Propozycja TikToka dotycząca obalenia prawa, które nakładałoby na niego zakaz lub sprzedaż w USA od początku 2025 r., została odrzucona.
Firma zajmująca się mediami społecznościowymi miała nadzieję, że federalny sąd apelacyjny podtrzyma jej argument, że prawo jest niezgodne z konstytucją.
We wrześniu prawnicy TikToka złożyli przed sądem wniosek o zakaz miałoby „zdumiewający” wpływ na wolność słowa jego użytkowników.
Jednak sąd orzekł, że nowe prawo „było kulminacją szeroko zakrojonych, ponadpartyjnych działań Kongresu i kolejnych prezydentów”.

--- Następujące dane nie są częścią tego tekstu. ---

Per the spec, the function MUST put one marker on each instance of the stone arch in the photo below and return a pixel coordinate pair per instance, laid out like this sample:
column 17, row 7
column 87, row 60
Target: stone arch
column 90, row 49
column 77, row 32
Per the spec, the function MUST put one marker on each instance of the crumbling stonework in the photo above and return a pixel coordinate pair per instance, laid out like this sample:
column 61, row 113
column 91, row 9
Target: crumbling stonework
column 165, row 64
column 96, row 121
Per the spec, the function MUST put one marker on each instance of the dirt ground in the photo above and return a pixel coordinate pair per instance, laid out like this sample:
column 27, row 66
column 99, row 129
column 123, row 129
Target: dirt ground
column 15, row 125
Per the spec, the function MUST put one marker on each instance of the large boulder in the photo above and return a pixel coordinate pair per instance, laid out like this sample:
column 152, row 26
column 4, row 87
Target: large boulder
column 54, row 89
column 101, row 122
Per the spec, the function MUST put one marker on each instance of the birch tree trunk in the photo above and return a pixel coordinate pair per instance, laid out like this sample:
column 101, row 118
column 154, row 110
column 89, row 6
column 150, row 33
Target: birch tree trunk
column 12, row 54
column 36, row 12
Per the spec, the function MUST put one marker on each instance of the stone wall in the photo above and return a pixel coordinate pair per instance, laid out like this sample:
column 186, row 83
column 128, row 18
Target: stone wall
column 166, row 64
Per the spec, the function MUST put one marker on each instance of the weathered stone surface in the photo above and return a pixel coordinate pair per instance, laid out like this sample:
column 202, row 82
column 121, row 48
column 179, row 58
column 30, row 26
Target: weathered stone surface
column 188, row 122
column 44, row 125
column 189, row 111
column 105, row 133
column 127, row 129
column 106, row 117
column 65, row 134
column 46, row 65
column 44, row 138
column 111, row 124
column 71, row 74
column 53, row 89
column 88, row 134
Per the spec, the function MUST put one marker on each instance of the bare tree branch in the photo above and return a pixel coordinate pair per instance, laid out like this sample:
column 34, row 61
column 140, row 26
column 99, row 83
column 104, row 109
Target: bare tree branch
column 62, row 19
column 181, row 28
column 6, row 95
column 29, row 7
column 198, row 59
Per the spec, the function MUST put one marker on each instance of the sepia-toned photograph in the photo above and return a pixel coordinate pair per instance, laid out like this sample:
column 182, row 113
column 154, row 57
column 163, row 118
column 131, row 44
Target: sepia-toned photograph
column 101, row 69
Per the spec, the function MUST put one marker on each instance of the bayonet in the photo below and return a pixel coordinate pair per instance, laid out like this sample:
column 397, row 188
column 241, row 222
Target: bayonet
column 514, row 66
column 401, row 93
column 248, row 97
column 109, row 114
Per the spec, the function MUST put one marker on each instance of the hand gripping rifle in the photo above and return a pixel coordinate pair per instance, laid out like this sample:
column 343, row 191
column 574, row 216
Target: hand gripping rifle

Ustawa została „starannie opracowana tak, aby radzić sobie wyłącznie z kontrolą sprawowaną przez zagranicznego przeciwnika i stanowiła część szerszych wysiłków mających na celu przeciwdziałanie dobrze uzasadnionemu zagrożeniu dla bezpieczeństwa narodowego stwarzanemu przez ChRL (Chińską Republikę Ludową)” – kontynuuje orzeczenie.
Stany Zjednoczone chcą, aby TikTok został sprzedany lub zbanowany ze względu na – jak twierdzą – jego właściciele powiązania z państwem chińskim – powiązania TikTok i spółka-matka Bytedance zawsze zaprzeczały.
Jednak Stany Zjednoczone wyraziły już wcześniej swoje obawy, że dane użytkowników są podatne na wykorzystanie przez rząd Chin.
TikTok i ByteDance już wcześniej podkreślały, że nie będą sprzedawać platformy.
Na razie nie zareagowali na tę decyzję.
Sąd Apelacyjny Stanów Zjednoczonych w Dystrykcie Kolumbii odrzucił jego petycję w sprawie przeglądu prawa, co oznacza, że od 19 stycznia platforma przestanie być niedostępna dla użytkowników w USA.
Jednak prezydent-elekt Donald Trump, który podczas swojej pierwszej kadencji w 2020 r. bezskutecznie próbował zakazać TikToka, powiedział przed listopadowymi wyborami, że nie pozwoli na wprowadzenie zakazu TikToka, co oznacza, że nawet po wydaniu tego orzeczenia jego przyszłość pozostaje niejasna.